Abnegada, entregada y con su sonrisa más cálida garantizo a su numerosa familia noches de paz en su hogar.

Francisca, casada el 14 de abril de 1979 a los 18 años, madre de tres hijos, abuela de 10 nietos y esposa de Norberto, director de banca prejubilado desde hace años.

Su marido siempre fue un tipo bien plantado que aró su generoso corazón dejando un nuevo y profundo surco con cada traición, con cada cena e interminable reunión que ella sabía que pasaba con sus «otras» a los que él llamaba «directivos y clientes».
Después, tras prejubilarse, fue mucho más descarado, la mitad de las noches las pasaba en otros hogares, con sus amantes fijas…

Pero este año, fue diferente. La mujer de un coronel, Antonella, una de las nuevas fijas de «su» Norberto, se había presentado en la puerta de su casa, la víspera de año nuevo, para conocerla y pedirle que dejara a su marido rehacer su vida con ella… era una mujer de madurez esbelta, y como no, diez años más joven que ella.

Sí, pensó Francisca con una agridulce sonrisa, a todas las enamoraba pero las tenía convencidas de que lo único que impedía que fueran las únicas es que él jamás podría dañar a su santa mujer o sus adorados hijos y nietos haciéndoles despertar del idílico matrimonio y amorosa cohesión familiar de la que habían disfrutado.

Entonces, Francisca, por primera vez, sintió compasión por la mujer que tenía frente a ella, sentada en una de las butacas del salón decorado con entrañables motivos navideños. Ahí, junto a la calidez de la chimenea, en un instante de latente emoción, le explicó con todo detalle, hasta donde ella conocía, con cuántas había estado su marido y con quién estaba ahora, además de ella, pues, ya saben, Palma es pequeña y cuando tienes muchos conocidos todo se sabe. Incluso le contó lo de su operación para poder seguir teniendo un miembro viril funcional realizada por el mítico Dr. Barbará Rosselló, conocido graciosamente en su gremio como «el pito de oro».

Antonella, nombre que hace honor a sus orígenes sicilianos, con el corazón partido y el amor propio herido, le pidió perdón y disculpas por haber estado tan ciega ante el personaje que le describía la esposa del hombre que le había robado algo más que su dignidad. Acto seguido, se levantó, le dio la mano en total silencio, con los ojos llorosos, no hizo falta nada más. Francisca la acompañó a la puerta y se fue. Sólo volverían a verse una vez más, tres días después, en un lugar muy diferente.

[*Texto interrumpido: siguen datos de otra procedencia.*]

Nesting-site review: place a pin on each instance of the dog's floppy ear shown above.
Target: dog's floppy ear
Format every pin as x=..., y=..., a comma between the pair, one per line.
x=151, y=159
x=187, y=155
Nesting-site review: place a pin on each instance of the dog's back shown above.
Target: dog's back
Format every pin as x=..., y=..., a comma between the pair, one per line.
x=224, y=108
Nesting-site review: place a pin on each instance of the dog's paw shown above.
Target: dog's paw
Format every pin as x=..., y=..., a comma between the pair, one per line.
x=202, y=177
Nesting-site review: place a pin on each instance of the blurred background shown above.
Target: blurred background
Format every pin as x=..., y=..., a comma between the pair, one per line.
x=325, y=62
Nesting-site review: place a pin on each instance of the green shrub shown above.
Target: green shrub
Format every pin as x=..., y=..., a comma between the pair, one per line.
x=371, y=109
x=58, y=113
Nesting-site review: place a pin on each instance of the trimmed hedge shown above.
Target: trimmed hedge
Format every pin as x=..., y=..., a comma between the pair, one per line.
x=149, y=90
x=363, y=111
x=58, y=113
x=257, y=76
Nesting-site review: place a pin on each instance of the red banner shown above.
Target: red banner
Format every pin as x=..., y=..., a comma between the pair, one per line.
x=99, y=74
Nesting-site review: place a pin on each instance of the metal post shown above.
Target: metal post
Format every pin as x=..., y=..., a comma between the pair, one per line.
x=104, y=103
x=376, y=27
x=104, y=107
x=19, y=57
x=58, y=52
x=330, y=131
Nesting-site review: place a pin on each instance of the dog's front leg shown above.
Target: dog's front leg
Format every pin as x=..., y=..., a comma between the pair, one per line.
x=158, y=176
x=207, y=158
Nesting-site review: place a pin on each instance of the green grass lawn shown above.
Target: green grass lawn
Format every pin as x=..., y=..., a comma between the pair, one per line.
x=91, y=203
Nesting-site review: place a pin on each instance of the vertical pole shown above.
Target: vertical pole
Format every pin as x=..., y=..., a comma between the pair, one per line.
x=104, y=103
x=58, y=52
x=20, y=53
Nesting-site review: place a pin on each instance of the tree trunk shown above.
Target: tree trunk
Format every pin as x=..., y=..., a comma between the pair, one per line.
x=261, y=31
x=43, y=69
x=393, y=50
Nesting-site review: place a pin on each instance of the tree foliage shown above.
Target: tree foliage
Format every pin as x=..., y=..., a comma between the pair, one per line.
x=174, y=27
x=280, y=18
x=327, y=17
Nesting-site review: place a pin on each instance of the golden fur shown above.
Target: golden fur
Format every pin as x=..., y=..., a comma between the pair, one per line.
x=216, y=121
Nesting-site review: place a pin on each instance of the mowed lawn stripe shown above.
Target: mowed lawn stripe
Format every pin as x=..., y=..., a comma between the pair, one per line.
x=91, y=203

Norberto, desaparecido desde la madrugada del uno de enero de 2023, no había dado señales de su paradero a nadie, ni amigos, familiares o amantes… De hecho, ese primero de enero, él mismo no supo donde estaba, lo único que recordó es el haberse quedado dormido fulminantemente cuando estaba en una fabulosa habitación del hotel rural Predi Son Jaumell, un edificio exquisitamente reformado del siglo XIV declarado patrimonio histórico de Mallorca. Se dice que fue el refugio del Rei Jaume II de Aragón.

Una joya, convertida en hotel rural con tan sólo 24 suites, y que alberga el restaurante del chef Andreu Genestra galardonado con una Estrella Michelín y una Estrella Verde. Rodeado de encinas milenarias y junto a las mejores playas de Mallorca.

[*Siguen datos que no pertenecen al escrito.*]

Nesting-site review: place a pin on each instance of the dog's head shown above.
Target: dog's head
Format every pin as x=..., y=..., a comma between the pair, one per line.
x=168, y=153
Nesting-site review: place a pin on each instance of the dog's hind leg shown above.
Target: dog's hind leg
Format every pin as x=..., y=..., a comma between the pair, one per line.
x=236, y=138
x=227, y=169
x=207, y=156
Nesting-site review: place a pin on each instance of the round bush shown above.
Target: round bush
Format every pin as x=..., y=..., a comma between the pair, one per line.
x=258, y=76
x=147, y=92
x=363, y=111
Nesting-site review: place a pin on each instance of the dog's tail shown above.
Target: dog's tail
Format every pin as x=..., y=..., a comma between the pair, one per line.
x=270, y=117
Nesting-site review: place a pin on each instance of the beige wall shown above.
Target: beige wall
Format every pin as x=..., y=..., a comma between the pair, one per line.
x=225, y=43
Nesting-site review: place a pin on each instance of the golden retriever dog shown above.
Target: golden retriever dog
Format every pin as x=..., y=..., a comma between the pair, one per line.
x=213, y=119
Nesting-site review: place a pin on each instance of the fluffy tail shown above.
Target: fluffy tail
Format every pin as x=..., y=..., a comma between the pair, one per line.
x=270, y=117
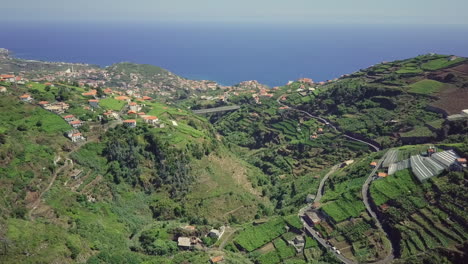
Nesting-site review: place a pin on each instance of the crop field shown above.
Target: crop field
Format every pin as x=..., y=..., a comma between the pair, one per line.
x=440, y=64
x=409, y=70
x=269, y=258
x=112, y=104
x=288, y=128
x=284, y=250
x=254, y=237
x=393, y=186
x=347, y=206
x=420, y=131
x=160, y=109
x=426, y=87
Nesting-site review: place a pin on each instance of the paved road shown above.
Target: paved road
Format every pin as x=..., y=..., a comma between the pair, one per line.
x=365, y=197
x=323, y=242
x=319, y=194
x=326, y=122
x=318, y=197
x=216, y=109
x=365, y=191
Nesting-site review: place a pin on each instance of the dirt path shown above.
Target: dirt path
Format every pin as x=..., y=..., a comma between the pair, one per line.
x=232, y=211
x=37, y=201
x=228, y=233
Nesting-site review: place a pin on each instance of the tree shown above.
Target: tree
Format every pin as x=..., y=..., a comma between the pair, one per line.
x=63, y=94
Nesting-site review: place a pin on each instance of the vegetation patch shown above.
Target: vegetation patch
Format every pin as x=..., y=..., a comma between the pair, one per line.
x=426, y=87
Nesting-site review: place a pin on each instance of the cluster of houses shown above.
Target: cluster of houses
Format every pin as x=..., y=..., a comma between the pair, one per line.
x=74, y=135
x=56, y=107
x=12, y=79
x=461, y=116
x=424, y=165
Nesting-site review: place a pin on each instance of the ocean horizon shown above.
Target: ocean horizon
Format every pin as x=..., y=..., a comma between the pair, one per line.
x=229, y=54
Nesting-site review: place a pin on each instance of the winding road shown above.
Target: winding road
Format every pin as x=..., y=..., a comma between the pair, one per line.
x=326, y=122
x=365, y=192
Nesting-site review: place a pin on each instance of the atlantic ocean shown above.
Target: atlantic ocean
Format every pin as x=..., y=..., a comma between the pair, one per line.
x=229, y=54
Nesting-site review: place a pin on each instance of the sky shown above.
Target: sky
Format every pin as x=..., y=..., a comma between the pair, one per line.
x=430, y=12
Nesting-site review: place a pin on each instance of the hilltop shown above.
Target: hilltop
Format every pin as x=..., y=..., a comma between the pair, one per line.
x=111, y=165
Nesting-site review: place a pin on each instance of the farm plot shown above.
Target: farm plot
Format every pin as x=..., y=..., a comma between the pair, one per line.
x=426, y=87
x=112, y=104
x=254, y=237
x=392, y=157
x=440, y=63
x=393, y=186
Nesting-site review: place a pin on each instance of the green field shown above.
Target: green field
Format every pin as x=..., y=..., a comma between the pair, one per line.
x=440, y=64
x=254, y=237
x=426, y=87
x=400, y=183
x=421, y=131
x=347, y=206
x=112, y=104
x=284, y=250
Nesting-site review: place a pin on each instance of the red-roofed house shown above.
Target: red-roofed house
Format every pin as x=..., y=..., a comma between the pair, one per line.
x=94, y=103
x=7, y=78
x=25, y=98
x=122, y=98
x=75, y=123
x=382, y=174
x=90, y=93
x=216, y=259
x=130, y=123
x=134, y=106
x=152, y=120
x=306, y=80
x=69, y=117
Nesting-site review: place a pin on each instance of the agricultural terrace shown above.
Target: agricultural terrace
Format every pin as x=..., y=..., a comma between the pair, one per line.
x=440, y=63
x=112, y=104
x=391, y=187
x=426, y=87
x=423, y=222
x=255, y=236
x=342, y=198
x=159, y=109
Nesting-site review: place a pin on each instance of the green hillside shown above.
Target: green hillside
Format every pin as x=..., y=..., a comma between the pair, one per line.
x=123, y=194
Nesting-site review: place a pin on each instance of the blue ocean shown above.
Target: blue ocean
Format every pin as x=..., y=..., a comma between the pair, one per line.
x=229, y=54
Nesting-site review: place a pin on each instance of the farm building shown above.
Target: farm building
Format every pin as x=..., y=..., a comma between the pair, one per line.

Él era un asiduo del histórico lugar, siendo muchas veces sus paredes así como el exquisito servicio, cómplices de sus hazañas de Don Juan…
Pero, de repente, al recuperar la consciencia, se halló desnudo atado de pies y manos a una especie de potro, con una ligadura que le ajustaba un pelota de squach para amordazarlo y un antifaz que le impedía ver nada, en una mugrienta casa de aperos, lejos de miradas y oídos ajenos, en medio de un campo perdido de la mano del supremo en el municipio de Santa Margarita.

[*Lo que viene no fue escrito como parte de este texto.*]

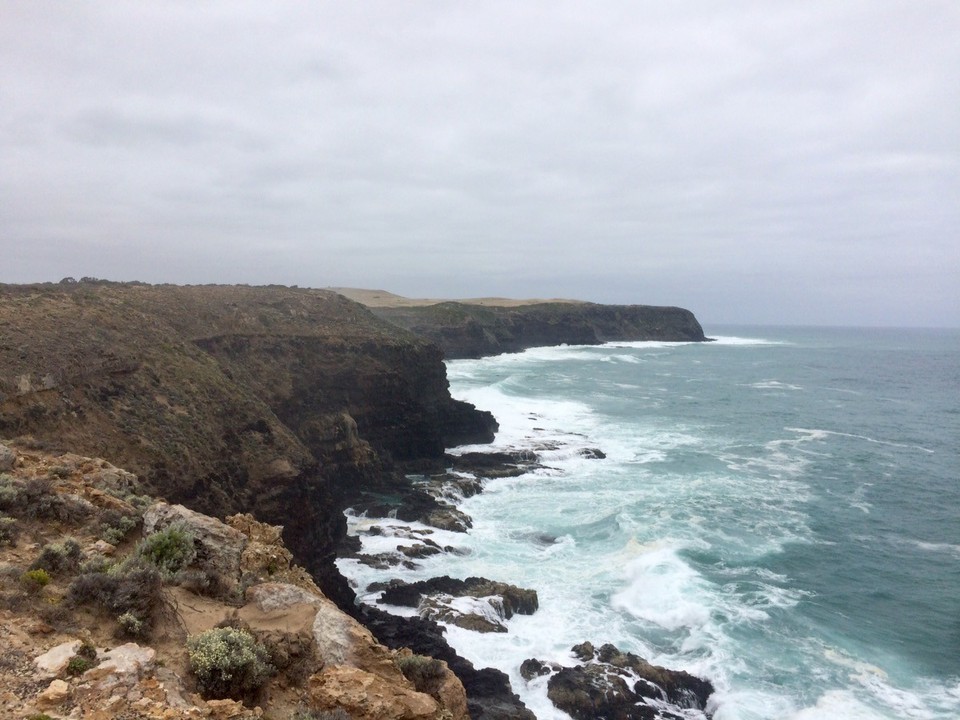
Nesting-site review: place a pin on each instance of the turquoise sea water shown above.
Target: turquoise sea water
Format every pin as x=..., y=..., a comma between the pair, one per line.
x=778, y=511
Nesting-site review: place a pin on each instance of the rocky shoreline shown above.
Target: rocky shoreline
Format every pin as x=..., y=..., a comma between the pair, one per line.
x=606, y=682
x=289, y=403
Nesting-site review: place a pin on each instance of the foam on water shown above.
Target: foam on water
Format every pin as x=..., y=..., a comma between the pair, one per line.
x=686, y=543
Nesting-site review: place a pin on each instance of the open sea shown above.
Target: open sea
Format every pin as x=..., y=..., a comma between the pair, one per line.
x=778, y=511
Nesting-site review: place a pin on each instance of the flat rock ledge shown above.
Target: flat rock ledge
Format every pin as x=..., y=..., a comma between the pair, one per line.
x=620, y=686
x=475, y=604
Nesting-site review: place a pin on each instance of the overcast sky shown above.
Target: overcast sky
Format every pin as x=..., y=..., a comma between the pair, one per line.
x=778, y=162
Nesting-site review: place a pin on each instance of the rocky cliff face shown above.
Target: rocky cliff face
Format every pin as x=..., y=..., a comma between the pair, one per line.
x=471, y=331
x=113, y=605
x=230, y=399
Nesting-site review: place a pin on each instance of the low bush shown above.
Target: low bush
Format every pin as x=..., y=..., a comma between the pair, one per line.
x=421, y=670
x=60, y=558
x=133, y=588
x=228, y=663
x=129, y=625
x=170, y=550
x=115, y=525
x=35, y=580
x=9, y=531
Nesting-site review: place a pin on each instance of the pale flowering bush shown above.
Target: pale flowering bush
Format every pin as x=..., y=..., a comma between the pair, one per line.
x=228, y=663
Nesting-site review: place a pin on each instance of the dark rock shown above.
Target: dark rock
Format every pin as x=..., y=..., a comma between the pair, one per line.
x=471, y=331
x=531, y=668
x=515, y=599
x=419, y=550
x=584, y=651
x=602, y=687
x=489, y=695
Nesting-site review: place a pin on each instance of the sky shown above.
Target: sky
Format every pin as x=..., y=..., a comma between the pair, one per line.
x=755, y=162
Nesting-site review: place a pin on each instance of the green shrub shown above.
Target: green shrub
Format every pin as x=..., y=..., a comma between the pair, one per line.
x=170, y=549
x=228, y=663
x=115, y=526
x=421, y=670
x=335, y=714
x=9, y=530
x=133, y=588
x=36, y=498
x=202, y=582
x=129, y=625
x=78, y=665
x=35, y=580
x=61, y=558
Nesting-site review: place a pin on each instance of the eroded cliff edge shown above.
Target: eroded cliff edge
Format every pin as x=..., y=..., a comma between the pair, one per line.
x=466, y=330
x=281, y=401
x=287, y=403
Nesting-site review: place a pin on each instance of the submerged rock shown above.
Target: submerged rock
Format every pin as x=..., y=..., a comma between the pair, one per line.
x=621, y=686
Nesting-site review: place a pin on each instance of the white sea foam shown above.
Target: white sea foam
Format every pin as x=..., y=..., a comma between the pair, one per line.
x=773, y=385
x=821, y=434
x=669, y=547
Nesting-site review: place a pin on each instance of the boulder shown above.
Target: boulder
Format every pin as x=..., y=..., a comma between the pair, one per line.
x=7, y=458
x=620, y=686
x=219, y=546
x=489, y=695
x=54, y=694
x=129, y=660
x=366, y=696
x=55, y=660
x=512, y=599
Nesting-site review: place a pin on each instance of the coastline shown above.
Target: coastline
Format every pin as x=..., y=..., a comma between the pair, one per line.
x=288, y=402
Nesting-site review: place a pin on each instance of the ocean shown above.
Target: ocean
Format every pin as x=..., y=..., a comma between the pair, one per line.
x=777, y=511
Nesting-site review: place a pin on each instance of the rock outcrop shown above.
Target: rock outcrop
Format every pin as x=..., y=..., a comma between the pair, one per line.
x=472, y=331
x=621, y=686
x=474, y=603
x=61, y=655
x=285, y=402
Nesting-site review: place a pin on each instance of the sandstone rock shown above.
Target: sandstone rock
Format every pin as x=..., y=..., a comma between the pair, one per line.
x=232, y=710
x=55, y=660
x=129, y=659
x=56, y=693
x=489, y=695
x=281, y=596
x=265, y=555
x=367, y=696
x=341, y=640
x=7, y=458
x=219, y=546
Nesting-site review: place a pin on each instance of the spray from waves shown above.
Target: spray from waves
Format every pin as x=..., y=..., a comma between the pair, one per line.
x=821, y=434
x=682, y=545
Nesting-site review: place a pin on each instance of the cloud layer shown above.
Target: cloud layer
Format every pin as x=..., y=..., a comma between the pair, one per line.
x=795, y=162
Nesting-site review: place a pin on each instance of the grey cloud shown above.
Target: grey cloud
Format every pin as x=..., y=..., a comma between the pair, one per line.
x=754, y=162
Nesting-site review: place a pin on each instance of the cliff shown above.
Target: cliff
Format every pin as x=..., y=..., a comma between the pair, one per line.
x=285, y=402
x=114, y=605
x=467, y=330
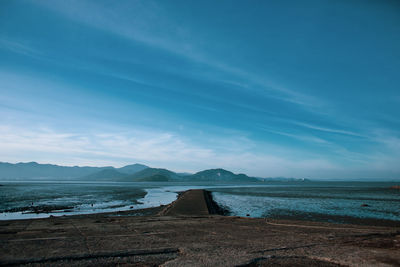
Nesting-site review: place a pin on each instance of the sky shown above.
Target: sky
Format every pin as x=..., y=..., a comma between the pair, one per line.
x=306, y=89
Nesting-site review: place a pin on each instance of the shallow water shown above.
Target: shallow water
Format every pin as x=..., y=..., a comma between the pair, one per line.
x=314, y=199
x=272, y=200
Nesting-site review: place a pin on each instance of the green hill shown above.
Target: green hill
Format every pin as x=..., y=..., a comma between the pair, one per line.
x=105, y=175
x=220, y=175
x=149, y=172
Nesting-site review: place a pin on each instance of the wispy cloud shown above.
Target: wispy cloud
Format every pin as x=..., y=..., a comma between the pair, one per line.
x=19, y=47
x=152, y=27
x=150, y=147
x=328, y=130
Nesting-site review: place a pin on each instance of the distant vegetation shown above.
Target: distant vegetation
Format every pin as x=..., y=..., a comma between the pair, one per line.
x=129, y=173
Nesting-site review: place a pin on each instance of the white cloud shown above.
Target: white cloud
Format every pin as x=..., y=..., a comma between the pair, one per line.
x=158, y=149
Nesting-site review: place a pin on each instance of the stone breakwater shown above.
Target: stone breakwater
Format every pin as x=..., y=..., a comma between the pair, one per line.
x=188, y=233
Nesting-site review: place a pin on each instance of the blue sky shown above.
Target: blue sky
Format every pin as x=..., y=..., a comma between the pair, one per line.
x=268, y=88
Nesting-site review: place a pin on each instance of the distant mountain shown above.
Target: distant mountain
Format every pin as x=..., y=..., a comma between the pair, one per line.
x=131, y=169
x=221, y=175
x=34, y=170
x=283, y=179
x=154, y=178
x=150, y=172
x=104, y=175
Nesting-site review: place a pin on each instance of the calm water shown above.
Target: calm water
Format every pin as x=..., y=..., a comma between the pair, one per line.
x=325, y=201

Lo último que escuchó más allá de un repetitivo estruendo mecánico, fueron unas voces masculinas con acento italiano que le susurraban irónicamente: «Vas a sufrir stronzo, saludos de Antonella».

Fue sodomizado durante 12 horas seguidas por un martillo percutor industrial hasta provocarle la muerte.

El 2 de enero, se halló una nota bajo la puerta de su domicilio donde se despedía de su familia y pedía perdón por no poder soportar más seguir viviendo y que lo hallarían sin vida en «el Cap Blanc», un bello espacio con un marco natural que entraña una leyenda negra por ser el último y solitario destino de quienes deciden arrebatase a sí mismos la vida, cuyos únicos testigos de ello son un faro y una torre de defensa, proyecto presentado por Emili Pou e inaugurado el 31 de agosto de 1863.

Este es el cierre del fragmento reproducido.